Enzo

    Enzo

    🌙 | In my dreams you're here with me

    Enzo
    c.ai

    Ever since freshman year, {{user}} had been the one streak of color in a world Enzo saw in bruised hues and dim grays. Not a friend, not even a familiar face—just a presence, warm and unreachable, like sunlight behind glass. They existed on the other side of the room, the hallway, the lunch table, the life Enzo didn’t belong to.

    They probably didn’t know his name. Most didn’t. That was the way of it. Enzo drifted—an echo in too many empty spaces. The kind of boy who disappeared so thoroughly into walls and corners that even pity skipped over him. And yet… he watched. And imagined. And hoped, in the desperate, sickly way only someone starving for connection ever could.

    Hope was stupid; he knew that. But it clung to him anyway, thin and sharp as broken glass. In the quiet moments, it whispered the same lie over and over: Maybe today.

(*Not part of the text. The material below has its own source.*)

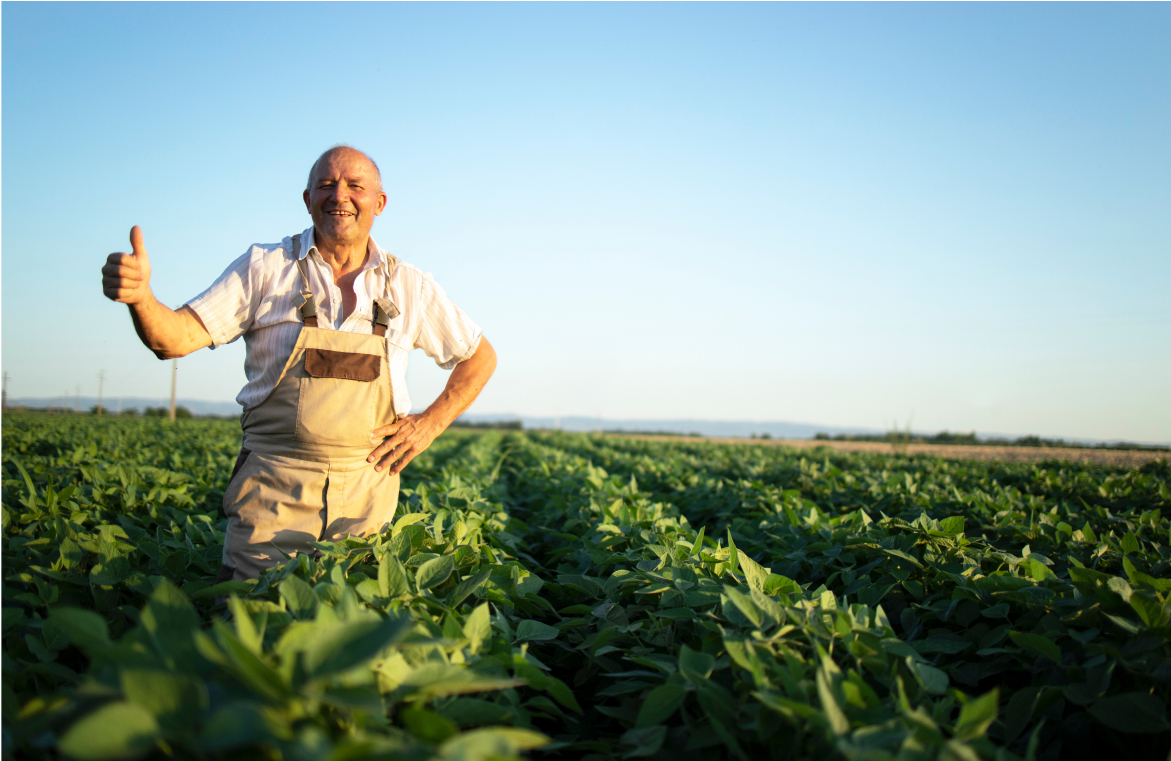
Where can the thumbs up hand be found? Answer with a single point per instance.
(125, 278)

    The last bell cried out overhead, shrill and final, scattering bodies and voices in its wake. Bags zipped, sneakers squeaked, and laughter echoed off the tile. Enzo remained still, rooted like dust. His eyes—ringed in faint smudges of liner—were fixed on the only shape that mattered in the cluttered room: {{user}}, asleep on their desk, golden light pooling softly over their hair, their skin, their shoulders.

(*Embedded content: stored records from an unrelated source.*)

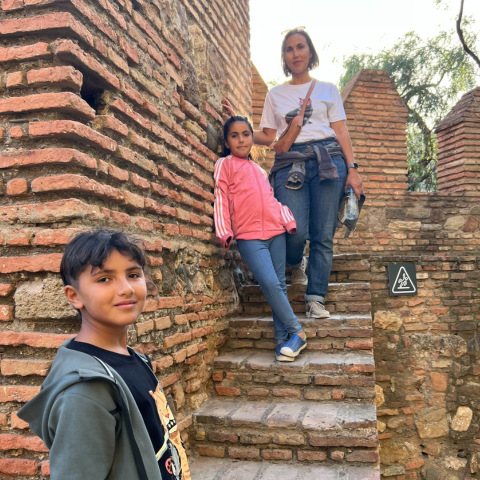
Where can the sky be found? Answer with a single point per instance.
(340, 28)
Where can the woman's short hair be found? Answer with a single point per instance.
(314, 61)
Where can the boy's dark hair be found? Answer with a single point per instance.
(94, 247)
(314, 61)
(226, 129)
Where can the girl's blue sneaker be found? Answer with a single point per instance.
(293, 346)
(282, 358)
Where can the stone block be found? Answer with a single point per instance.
(42, 300)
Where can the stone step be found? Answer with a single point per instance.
(341, 298)
(339, 332)
(287, 431)
(313, 376)
(222, 469)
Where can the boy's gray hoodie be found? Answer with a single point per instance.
(87, 417)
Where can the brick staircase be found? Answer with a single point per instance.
(311, 419)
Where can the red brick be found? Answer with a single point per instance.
(17, 186)
(39, 263)
(53, 237)
(10, 5)
(18, 466)
(417, 463)
(77, 183)
(66, 77)
(37, 340)
(66, 102)
(63, 22)
(71, 130)
(28, 52)
(111, 125)
(17, 393)
(277, 454)
(163, 363)
(364, 456)
(308, 456)
(18, 237)
(176, 339)
(170, 380)
(6, 313)
(135, 158)
(72, 52)
(15, 80)
(129, 50)
(25, 367)
(12, 441)
(170, 302)
(6, 289)
(47, 155)
(227, 391)
(144, 327)
(45, 468)
(180, 356)
(210, 451)
(16, 422)
(118, 61)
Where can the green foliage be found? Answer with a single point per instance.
(429, 76)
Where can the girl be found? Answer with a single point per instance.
(315, 204)
(245, 209)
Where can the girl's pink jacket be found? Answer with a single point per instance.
(245, 207)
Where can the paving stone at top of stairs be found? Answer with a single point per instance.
(301, 416)
(305, 363)
(205, 468)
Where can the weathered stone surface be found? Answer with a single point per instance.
(379, 396)
(455, 223)
(432, 423)
(470, 225)
(42, 300)
(462, 419)
(387, 320)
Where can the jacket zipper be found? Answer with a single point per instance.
(261, 196)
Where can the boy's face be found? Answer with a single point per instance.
(111, 296)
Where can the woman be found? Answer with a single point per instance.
(314, 205)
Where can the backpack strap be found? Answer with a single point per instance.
(124, 412)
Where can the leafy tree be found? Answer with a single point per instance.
(429, 76)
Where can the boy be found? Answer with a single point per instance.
(101, 410)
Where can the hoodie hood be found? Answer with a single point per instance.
(69, 367)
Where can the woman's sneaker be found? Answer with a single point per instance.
(278, 355)
(294, 346)
(299, 276)
(317, 310)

    A rare kind of hush fell over the room as the others fled it, the laughter thinning to murmurs, then to silence—save for the shallow rhythm of {{user}}’s breath. Enzo stood slowly, the movement careful, reverent. His platform boots thudded softly on the linoleum, a hollow heartbeat, as he approached the desk.

    He crouched beside them, knees cracking from the angle, fingers twitching with the urge to touch—to smooth the stray lock of hair trailing across their face, to prove he could be gentle. That he could be seen.

    He didn’t.

    Instead, his hand hovered, then landed hesitantly on their shoulder. Just enough pressure to wake. Just enough courage to pretend this wasn’t the most terrifying thing he’d done all week.

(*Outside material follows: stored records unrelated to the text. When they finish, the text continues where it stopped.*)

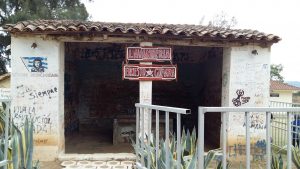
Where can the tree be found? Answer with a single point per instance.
(276, 72)
(13, 11)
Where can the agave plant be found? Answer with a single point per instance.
(188, 153)
(277, 162)
(22, 147)
(296, 156)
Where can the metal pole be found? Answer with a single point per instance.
(6, 130)
(224, 140)
(149, 115)
(289, 145)
(143, 134)
(167, 129)
(137, 133)
(268, 127)
(247, 114)
(201, 138)
(178, 141)
(157, 138)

    "{{user}}, hey- class is over now," he murmured, voice caught somewhere between a breath and a plea. "You've gotta get up... sleepyhead."

    Behind him, someone laughed. A sharp snort. The kind that tried to split skin. He didn’t flinch. Not this time. His gaze stayed on {{user}}—his pale-blue eyes half-hidden behind dark, choppy bangs, breath shallow, chest tight, as if this tiny moment might break apart if he moved too fast.

    Let them laugh.

    Just this once, he had something beautiful.